Глеб окончательно смешался.
— А ты? Мишка, чего просил ты?
— Просил?.. — Ворон грустно улыбнулся. — Сущие глупости. Сюда ведь приходят, если некуда идти. Как в хоспис. Чего просят в хосписе?
Рамзес помолчал.
— Мне тоже некуда, я всегда возвращаюсь.
— Тогда… — Ворон протянул руку.
— Миш, а если… девушка умерла, она может оказаться здесь?
— Может, но смерть меняет людей.
Ворон и впрямь изменился. Разменял язвительность и цинизм философа-самоучки на осознание недоступных Глебу истин. Счастье не дается даром, а впрочем…
— Плевать! Мне нужно быть с ней, Ворон.
Сталкер без колебаний сжал протянутую руку и поразился. Когда-то твердая как доска Мишкина ладонь обратилась восковым подобием, тающим и безвольным.
Хор грянул. Рамзес почувствовал, как его сумбурный разум заливает умиротворяющим потоком.

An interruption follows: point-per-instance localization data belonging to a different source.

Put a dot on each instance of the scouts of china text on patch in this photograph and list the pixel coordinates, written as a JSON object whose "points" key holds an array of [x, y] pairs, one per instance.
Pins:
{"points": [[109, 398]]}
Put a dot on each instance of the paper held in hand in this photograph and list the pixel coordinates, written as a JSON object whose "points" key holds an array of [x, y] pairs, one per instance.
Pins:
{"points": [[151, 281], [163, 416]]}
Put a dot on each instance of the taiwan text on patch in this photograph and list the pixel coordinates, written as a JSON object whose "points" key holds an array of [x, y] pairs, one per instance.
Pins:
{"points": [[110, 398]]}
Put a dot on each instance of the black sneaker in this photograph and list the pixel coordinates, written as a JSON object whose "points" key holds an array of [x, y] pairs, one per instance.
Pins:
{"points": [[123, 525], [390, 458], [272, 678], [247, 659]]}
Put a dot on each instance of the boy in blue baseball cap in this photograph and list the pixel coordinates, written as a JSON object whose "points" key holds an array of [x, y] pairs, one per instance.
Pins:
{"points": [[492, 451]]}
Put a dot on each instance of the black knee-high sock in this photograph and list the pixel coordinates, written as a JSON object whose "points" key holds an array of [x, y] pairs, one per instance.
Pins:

«Рамзес!..» — подсознание стихло.
Глеб услышал, что поет. Не в такт и не в лад повторяет молитву, единственную, заученную когда-то со слов опытного наемника. Запомни, посоветовал старый пес войны, и уже через сутки Глеб шептал, захлебываясь, «Отче наш» и чертил крест против сердца, прежде чем подняться на пулеметный огонь.

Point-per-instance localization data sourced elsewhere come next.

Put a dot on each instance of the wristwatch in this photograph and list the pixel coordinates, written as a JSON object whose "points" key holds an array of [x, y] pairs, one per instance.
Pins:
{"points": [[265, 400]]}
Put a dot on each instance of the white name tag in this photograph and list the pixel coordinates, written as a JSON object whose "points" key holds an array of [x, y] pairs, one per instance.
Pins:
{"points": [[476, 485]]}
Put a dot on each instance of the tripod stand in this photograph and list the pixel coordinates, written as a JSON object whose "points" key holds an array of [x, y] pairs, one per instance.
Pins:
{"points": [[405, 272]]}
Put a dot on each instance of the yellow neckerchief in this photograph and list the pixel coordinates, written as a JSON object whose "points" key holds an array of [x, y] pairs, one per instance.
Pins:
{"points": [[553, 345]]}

Глебов хриплый рев почему-то не приводил к разладу, хор звучал мощно, потрясал до глубины души. Может быть, из-за молитвы, может быть по другой причине, но Глеб смотрел на ближнюю икону и заливался слезами. Матерь божья с младенцем…
…четыре года назад, в секунду, когда Глебу предстояло выпрыгнуть из-под брони в пулеметный шквал, его сразила простая мысль, которая рано или поздно приходит к мужикам, лишенным несгибаемого как луч целеуказателя материнского инстинкта. Смерти не бывает! Твоя жизнь продолжается в этих страшных, пищащих как котята младенцах. «Где мой сын? — подумал Глеб, переваливаясь через борт. — Зачем я здесь, а не с Никой?»…

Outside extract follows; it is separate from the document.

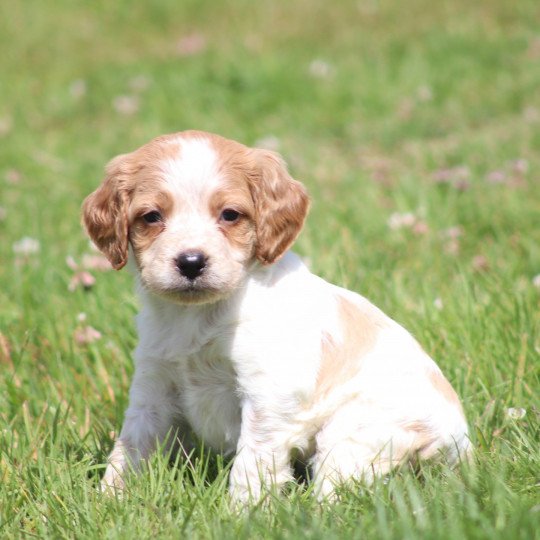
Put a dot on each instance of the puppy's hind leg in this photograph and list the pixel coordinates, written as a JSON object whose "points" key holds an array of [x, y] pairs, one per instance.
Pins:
{"points": [[353, 451]]}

«Где мой сын? Что я здесь делаю?!»
Женщина на иконе прижимала к груди его сына. Глеб встретил ее взгляд.
На него смотрела Инга. Ее отчаянные глаза, провалившиеся в глубокие глазницы.
Яркие краски поползли с иконы. Открылись черные губы умершего человека, как шелуха опал румянец с мраморных щек. Но глаза двигались, искали его взгляд и молили:
«Уходи!»
Рамзес зажмурился. Снова посмотрел.
Младенец разлагался на руках мертвой — и живой! — Инги. Обращался нелюдем, шерстистым и костлявым, словно волосы пробивались сквозь ребра откуда-то из самой сути жуткого существа.
«Уходи!»
Глеб закричал, не слыша собственного крика в общем хоре. Пелена перед глазами начала рваться клочьями. В нос ударил затхлый дух брошенного склепа. Холод обрушился, мгновенно заморозив слезы на щеках. Слаженный хор распался на завывания ветра в кавернах растрескавшихся стен.
«Уходи!»
Глеб видел толпу не людей, а призраков. Мертвые живущие и живые мертвецы, накрытые сетью пульсирующих сосудов, медленно раскачивались, подчиняясь спазмам общей кровеносной системы. Багровые кожистые трубки входили кому в пустые глазницы, кому в открытые раны; спускались прямо в землю, покрывшую за много лет прогнившие доски пола, и там беспорядочно сплетались. Конвульсивно содрогались в грязи, похожие на совокупляющихся змей.